Unterricht beginnt in der Tiefschlafphase der Kinder
Bericht: GEW Baden-Württemberg
Die GEW begrüßt die Vorschläge des Landes für sichere Schulwege. Kritisch sieht die Bildungsgewerkschaft den frühen Unterrichtsbeginn, der auch eine Folge der Sparpolitik der vergangen Jahrzehnte sei.
Die Bildungsgewerkschaft GEW begrüßt die Vorschläge für sichere Schulwege. Der frühe Unterrichtsbeginn an den 4.500 Schulen in Baden-Württemberg sei auch eine Folge der Sparpolitik der vergangenen Jahrzehnte.

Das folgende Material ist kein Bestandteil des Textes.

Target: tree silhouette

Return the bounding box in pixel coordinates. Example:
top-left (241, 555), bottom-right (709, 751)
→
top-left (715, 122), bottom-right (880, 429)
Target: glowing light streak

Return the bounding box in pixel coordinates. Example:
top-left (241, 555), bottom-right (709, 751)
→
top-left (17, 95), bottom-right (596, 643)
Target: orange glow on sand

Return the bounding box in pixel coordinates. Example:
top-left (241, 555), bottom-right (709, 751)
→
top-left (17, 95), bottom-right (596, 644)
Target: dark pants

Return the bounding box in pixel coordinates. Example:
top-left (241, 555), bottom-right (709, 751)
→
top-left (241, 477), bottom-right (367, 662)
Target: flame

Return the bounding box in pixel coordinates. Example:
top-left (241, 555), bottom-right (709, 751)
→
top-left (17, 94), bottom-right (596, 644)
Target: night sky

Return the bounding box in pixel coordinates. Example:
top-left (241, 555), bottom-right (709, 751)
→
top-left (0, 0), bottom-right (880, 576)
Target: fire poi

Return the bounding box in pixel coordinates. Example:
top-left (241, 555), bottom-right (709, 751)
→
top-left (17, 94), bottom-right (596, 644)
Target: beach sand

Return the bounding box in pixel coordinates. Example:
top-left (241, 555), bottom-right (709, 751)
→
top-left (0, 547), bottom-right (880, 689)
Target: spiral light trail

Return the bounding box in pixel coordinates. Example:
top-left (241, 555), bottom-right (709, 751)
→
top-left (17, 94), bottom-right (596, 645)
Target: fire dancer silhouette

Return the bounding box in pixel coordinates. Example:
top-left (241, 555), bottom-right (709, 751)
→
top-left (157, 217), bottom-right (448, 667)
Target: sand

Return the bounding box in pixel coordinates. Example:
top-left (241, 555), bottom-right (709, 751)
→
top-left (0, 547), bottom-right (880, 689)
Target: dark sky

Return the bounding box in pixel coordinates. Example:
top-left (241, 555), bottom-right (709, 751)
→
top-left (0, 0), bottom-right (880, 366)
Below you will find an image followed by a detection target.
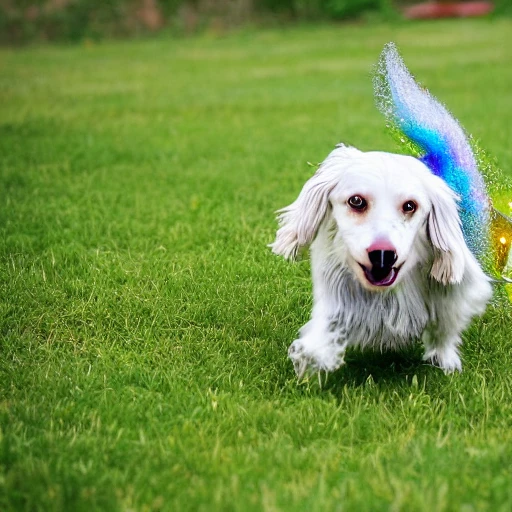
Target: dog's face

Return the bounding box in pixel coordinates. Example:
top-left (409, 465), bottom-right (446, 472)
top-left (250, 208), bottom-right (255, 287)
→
top-left (329, 152), bottom-right (432, 290)
top-left (271, 145), bottom-right (468, 291)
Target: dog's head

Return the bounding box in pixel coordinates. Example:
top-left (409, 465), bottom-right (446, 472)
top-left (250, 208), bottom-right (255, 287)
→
top-left (271, 145), bottom-right (468, 290)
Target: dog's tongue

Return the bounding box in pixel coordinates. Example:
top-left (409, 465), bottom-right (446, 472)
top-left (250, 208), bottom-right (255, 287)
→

„Ein flexibler und späterer Unterrichtsbeginn scheitert an vielen Orten in Baden-Württemberg daran, dass die Schulträger nicht bereit sind, einen zweiten Schulbus zu bezahlen. Und Schüler*innen müssen um 7:50 Uhr komplizierte Matheaufgaben lösen, weil Baden-Württemberg zu den bundesweiten Schlusslichtern beim Ganztagsausbau gehört und mehrere Landesregierungen nicht bereit waren, ausreichend in gute Bildung zu investieren. Ich wünsche mir für die nächste Wahlperiode mehr gute Ganztagsschulen, in denen ausgeschlafene Kinder in den Klassenzimmern lernen“, sagte Monika Stein, Landesvorsitzende der Gewerkschaft Erziehung und Wissenschaft (GEW) Baden-Württemberg, in Stuttgart.
Wissenschaftler*innen haben bereits seit Jahrzehnten die Erfahrungen vieler Lehrer*innen bestätigt, dass zum Unterrichtsbeginn oft nur schwer sinnvolles Lernen möglich ist.